When the Nation is engaged in a great foreign war which will tax the patriotism of the people to the extremes! limit, when our Nationals are called upon to give their lives without asking their consent, in order that we may win the war, it seems preposterous to contend for the shadow of States rights, — if there remains even a shadow of that sacred doctrine upon which vested *125our constitutional liberties) — and make the collection of a few dollars for license paramount to the morale and safety of the soldiers who are called upon to sacrifice their lives for the Nation.

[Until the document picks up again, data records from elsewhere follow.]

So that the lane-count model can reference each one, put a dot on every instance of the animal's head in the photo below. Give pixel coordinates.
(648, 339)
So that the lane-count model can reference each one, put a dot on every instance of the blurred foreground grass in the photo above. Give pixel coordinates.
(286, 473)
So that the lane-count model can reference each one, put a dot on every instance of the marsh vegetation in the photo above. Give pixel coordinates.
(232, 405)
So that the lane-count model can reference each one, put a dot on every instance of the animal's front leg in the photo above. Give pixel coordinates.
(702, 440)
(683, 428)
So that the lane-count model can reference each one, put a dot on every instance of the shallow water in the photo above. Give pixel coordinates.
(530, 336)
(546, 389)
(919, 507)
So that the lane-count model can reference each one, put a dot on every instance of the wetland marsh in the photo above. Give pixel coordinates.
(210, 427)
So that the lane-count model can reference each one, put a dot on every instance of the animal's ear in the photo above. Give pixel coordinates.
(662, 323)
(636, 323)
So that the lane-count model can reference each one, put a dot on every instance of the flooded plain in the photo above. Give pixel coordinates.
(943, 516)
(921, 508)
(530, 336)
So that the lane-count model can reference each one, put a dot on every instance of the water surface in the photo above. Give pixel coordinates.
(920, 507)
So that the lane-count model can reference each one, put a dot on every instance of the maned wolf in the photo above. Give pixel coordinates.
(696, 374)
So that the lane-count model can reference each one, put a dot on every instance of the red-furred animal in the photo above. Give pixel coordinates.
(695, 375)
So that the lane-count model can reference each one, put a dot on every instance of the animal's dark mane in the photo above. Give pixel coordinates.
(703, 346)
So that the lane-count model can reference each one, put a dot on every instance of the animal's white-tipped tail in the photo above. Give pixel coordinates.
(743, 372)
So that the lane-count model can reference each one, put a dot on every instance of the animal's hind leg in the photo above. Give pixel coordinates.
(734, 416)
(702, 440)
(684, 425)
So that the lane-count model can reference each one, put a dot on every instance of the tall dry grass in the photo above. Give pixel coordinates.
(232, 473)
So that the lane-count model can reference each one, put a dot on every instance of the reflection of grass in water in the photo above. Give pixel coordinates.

The President of the United States has said “We are now about to accept the gage of battle with the natural foe of liberty, and shall, if necessary, spend the whole force of the Nation to check and nullify its pretentiousness and power.” Camp Joseph E. Johnston was established in pursuance of the plan to prepare an army to carry out this declaration of the President, and the establishment of the bus line by Lt. Col. Munson is the exercise of his Military authority to prepare the Army to “accept the gage of battle.” The bus line is an instrumentality or agency which the Commanding Officer says is necessary to accomplish this end. Military exigencies or necessities are to be determined by the Military authorities, or at least by the National, and not by State authorities, and a city cannot cripple, hamper, impair or destroy the instrumentalities established to meet a Military necessity or exigency, by passing an ordinance imposing a license tax on such instrumentalities, or by applying to them the provisions of an existing ordinance.
I think the application for a writ of habeas corpus should have been granted.